Amazon may be the world’s online consumer retail giant, but don’t let that fool you: the company isn’t content with being the Walmart of the web.
Already, Amazon has become a leading player in the cloud computing space, and in 2013, it’s coming to Madison Avenue, perhaps in a big way.
According to a report published in Adweek, the Seattle-based company will jump into the real-time bidding space next year with the launch of its own RTB platform. Adweek’s Tim Peterson has the details:
Over the past year, Amazon has built a proprietary real-time bidding platform that plugs into exchanges and supply-side platforms, including Google’s AdX and PubMatic. This platform lets the company retarget its users across the Web based on their browsing and purchase habits on Amazon’s owned-and-operated properties.
Amazon began testing its platform this year, but in 2013 will make it available in a self-serve fashion to media buyers so that they can manage their own media buys.
It’s all about the data
Adweek’s Peterson says that Amazon’s platform “could be a game changer” and it’s not hard to understand why: Amazon’s huge database of customer purchases gives the company a compelling differentiator as it enters a fast-growing yet still-confusing space.
According to Adweek’s sources, Amazon won’t let media buyers using its platform tap into purchasing data on an individual consumer basis, but the data it will provide will be no less appealing:
…according to trading desk executives with knowledge of Amazon’s plans, the platform is expected to let buyers leverage Amazon’s valuable data—to an extent. The self-serve RTB platform would hypothetically function similarly to Facebook’s Ads Manager in terms of how buyers could target their ads. Sources said Amazon is extremely protective of its data and wary of providing outside access, so like Facebook, Amazon’s platform would enable buyers to create targeting segments such as “men; aged 25-34; in California; interested in high-definition TVs; who have purchased how-to books and home improvement tools.
The “have purchased” part is obviously the key.

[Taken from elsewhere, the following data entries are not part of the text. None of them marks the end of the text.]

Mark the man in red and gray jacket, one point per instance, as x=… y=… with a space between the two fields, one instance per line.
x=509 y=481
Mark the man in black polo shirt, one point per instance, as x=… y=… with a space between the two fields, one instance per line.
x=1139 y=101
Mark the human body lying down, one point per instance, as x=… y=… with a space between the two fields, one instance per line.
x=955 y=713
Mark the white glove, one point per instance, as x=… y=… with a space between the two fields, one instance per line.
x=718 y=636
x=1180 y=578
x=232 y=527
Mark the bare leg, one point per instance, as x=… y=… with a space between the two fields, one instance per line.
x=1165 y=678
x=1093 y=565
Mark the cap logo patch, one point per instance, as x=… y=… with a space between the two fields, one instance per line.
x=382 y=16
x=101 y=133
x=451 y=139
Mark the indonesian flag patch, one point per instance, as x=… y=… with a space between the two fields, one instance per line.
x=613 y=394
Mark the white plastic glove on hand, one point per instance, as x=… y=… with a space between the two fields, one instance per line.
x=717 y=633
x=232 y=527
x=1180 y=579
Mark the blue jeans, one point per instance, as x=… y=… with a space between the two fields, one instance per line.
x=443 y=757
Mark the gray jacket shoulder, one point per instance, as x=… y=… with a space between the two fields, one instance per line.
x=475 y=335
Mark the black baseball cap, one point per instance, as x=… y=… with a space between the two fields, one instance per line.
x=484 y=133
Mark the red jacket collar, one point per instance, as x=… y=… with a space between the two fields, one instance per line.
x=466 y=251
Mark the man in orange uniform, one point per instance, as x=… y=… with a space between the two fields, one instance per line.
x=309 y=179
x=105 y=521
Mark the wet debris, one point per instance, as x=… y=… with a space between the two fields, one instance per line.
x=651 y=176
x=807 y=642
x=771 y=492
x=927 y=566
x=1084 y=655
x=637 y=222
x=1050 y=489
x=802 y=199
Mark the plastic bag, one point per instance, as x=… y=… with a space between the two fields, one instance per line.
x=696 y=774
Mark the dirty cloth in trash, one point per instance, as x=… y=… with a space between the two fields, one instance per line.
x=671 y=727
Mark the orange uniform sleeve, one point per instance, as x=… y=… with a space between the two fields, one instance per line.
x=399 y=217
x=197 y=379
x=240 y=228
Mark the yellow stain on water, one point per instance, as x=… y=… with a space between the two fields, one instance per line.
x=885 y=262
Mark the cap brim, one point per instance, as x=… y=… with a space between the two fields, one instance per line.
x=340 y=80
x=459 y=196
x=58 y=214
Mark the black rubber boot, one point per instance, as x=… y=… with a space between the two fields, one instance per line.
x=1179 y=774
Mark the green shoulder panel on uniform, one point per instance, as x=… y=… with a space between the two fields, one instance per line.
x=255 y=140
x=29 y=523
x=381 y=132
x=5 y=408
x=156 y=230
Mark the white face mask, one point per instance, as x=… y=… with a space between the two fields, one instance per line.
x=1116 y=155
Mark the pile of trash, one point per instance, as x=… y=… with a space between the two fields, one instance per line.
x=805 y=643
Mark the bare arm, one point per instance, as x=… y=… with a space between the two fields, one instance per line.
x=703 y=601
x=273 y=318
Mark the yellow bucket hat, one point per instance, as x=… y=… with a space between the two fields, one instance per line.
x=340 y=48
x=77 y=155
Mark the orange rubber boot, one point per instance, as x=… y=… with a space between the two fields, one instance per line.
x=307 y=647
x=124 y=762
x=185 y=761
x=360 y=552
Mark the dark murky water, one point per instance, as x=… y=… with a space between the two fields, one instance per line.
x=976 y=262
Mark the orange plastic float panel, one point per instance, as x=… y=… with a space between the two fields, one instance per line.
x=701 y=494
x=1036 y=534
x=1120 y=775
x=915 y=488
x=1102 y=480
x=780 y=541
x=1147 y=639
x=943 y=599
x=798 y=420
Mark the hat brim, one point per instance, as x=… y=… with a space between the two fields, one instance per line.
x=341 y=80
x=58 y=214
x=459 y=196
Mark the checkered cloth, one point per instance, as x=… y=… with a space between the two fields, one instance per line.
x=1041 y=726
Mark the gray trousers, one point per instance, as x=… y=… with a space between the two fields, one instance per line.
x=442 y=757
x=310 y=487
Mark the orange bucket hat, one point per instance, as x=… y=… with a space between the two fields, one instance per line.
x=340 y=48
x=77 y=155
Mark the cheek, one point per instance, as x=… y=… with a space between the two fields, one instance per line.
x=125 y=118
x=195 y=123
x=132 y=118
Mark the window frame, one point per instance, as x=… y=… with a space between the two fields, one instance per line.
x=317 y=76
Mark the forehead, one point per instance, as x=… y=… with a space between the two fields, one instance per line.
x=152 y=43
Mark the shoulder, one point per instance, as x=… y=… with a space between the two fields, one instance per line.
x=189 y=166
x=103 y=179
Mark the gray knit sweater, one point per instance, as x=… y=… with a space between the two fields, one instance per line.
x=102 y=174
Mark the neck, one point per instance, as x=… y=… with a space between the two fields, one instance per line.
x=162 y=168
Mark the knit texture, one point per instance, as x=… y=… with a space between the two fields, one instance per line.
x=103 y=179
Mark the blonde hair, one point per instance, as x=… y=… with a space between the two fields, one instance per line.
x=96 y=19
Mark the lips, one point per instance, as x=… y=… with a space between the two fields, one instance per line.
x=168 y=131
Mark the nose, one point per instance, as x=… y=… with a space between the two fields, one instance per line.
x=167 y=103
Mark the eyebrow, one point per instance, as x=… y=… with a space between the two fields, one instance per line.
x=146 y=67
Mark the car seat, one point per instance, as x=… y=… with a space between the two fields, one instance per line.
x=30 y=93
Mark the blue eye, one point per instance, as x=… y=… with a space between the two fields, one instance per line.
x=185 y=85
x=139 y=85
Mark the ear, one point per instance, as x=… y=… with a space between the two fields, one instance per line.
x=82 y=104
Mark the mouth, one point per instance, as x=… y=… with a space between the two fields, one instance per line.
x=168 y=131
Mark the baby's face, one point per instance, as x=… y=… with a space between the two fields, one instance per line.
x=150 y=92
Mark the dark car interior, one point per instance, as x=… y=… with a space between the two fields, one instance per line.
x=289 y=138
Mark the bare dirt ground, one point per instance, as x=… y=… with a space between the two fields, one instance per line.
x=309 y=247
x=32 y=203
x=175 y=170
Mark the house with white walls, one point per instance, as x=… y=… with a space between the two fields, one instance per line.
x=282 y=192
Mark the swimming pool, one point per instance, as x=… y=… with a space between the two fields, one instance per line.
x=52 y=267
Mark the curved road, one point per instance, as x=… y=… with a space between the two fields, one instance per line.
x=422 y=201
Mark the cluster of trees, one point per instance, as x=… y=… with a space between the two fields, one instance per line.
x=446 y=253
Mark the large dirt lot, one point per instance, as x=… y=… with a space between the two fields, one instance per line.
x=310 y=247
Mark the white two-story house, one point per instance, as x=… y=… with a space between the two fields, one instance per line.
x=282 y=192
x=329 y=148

As Scott Symonds, MD of AKQA Media noted, “What’s so powerful is having revenue data and action data on purchases.” And arguably nobody has as much of that data as Amazon, which will make its platform a can’t-ignore in the RTB market.
Could Amazon be a bigger threat to Google than Facebook?
Needless to say, Amazon’s 2013 moves in the ad space will be closely watched by many. But one company might want to pay especially close attention. That company? Google.
Much has been made about the threat Facebook poses to the world’s leading search engine. Facebook’s ability to become a search behemoth itself has been the subject of much debate, and the recent reports that Facebook may be gearing up to launch an AdSense-like ad network will obviously be of some concern to the Mountain View company.
But Facebook’s ability to map its treasure trove of social data to intent has not been proven, and when it comes to intent, Google may have reason to worry more about Amazon. As Jonathan Adams of iCrossing told Adweek, “Search behavior is not the same as conversion data. These guys have been watching you buy things for…years.”
Put simply, Amazon’s data reflects more than just intent; it reflects action. That, in theory, could give it the potential to do for media buyers what Google does, only in some cases, better. Obviously, Amazon’s foray into the RTB space isn’t a direct assault on Google’s search dominance, and the nature of search is hard to compete with, but Amazon’s application of purchasing data could, for some advertisers, make the world outside of search a lot more interesting.